I didnot get how to calculate accuracy over test data ?
I didnot get how to calculate accuracy over test data?
hey @vineetchanana ,
once you have got your centroids for each cluster , then for a query_X , calculate the distance from each centroid , get the respective cluster point which is closest to the query point.
Do this for each point , and submit a list of such and check your score on the website.
i hope this helped you .
Sorry, but in the KNN lecture we didn’t talk about finding clusters.
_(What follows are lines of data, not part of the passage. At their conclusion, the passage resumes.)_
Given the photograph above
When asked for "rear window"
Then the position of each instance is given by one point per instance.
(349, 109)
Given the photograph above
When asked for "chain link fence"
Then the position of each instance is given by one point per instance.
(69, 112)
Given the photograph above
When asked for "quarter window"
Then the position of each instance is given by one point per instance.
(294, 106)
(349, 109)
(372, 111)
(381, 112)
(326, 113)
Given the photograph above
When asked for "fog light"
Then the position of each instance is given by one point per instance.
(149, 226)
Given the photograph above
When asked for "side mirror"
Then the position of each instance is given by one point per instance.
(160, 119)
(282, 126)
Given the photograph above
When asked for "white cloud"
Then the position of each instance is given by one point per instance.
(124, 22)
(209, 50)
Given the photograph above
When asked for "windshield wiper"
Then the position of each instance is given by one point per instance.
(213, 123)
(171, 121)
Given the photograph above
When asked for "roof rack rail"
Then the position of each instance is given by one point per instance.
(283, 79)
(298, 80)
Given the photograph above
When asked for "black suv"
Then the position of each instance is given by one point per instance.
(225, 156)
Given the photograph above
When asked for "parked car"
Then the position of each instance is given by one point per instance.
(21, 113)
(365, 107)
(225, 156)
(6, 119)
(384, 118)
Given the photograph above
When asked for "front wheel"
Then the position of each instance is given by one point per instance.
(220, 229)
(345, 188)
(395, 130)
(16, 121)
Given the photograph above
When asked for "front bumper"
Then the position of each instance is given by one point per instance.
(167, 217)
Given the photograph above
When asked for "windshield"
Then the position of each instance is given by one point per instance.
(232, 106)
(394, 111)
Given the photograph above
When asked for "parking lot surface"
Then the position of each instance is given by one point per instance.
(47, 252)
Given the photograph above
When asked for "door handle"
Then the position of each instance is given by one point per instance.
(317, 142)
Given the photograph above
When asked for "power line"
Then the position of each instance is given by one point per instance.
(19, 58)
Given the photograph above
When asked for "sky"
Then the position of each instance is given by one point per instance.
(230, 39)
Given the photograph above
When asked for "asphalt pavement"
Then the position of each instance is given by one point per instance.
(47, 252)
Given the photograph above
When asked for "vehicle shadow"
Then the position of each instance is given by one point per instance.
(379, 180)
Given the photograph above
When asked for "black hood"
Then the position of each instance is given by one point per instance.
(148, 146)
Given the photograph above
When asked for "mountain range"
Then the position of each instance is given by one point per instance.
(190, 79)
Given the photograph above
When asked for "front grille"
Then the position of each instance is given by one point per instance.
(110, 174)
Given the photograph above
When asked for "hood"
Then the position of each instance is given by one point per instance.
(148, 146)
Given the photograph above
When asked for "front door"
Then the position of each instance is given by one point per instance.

I think you have mistaken this doubt for K-Means clustering.
oh sorry , my bad.
for validation part ,
in KNN , when you have got your predicted classes for each query point in validation set ,just compare those predictions with actual values , and get the
acc = (number of records that matches) / total number of records
acc = acc*100
Now this acc
, is your accuracy over validation data.
Similarly predict for test set , create a csv file as same as provided in sample submission and submit on the website to check what score you achieved.
I hope this could be helpful for you
Thank You
What is validation set?
While working on a machine learning task, how do you know before hand that how the model is going to perform on unseen data, that model is not overfitted?
To answer that, we take a small fraction of our data out as a validation set and use the other data for training.
Like we can split our data set with 80:20 ratio and training and validation data.
We train our model only on training data, and check it’s results on validation set.
When we get our best results , we use that model to predict on test data.
I hope this helped you understand it.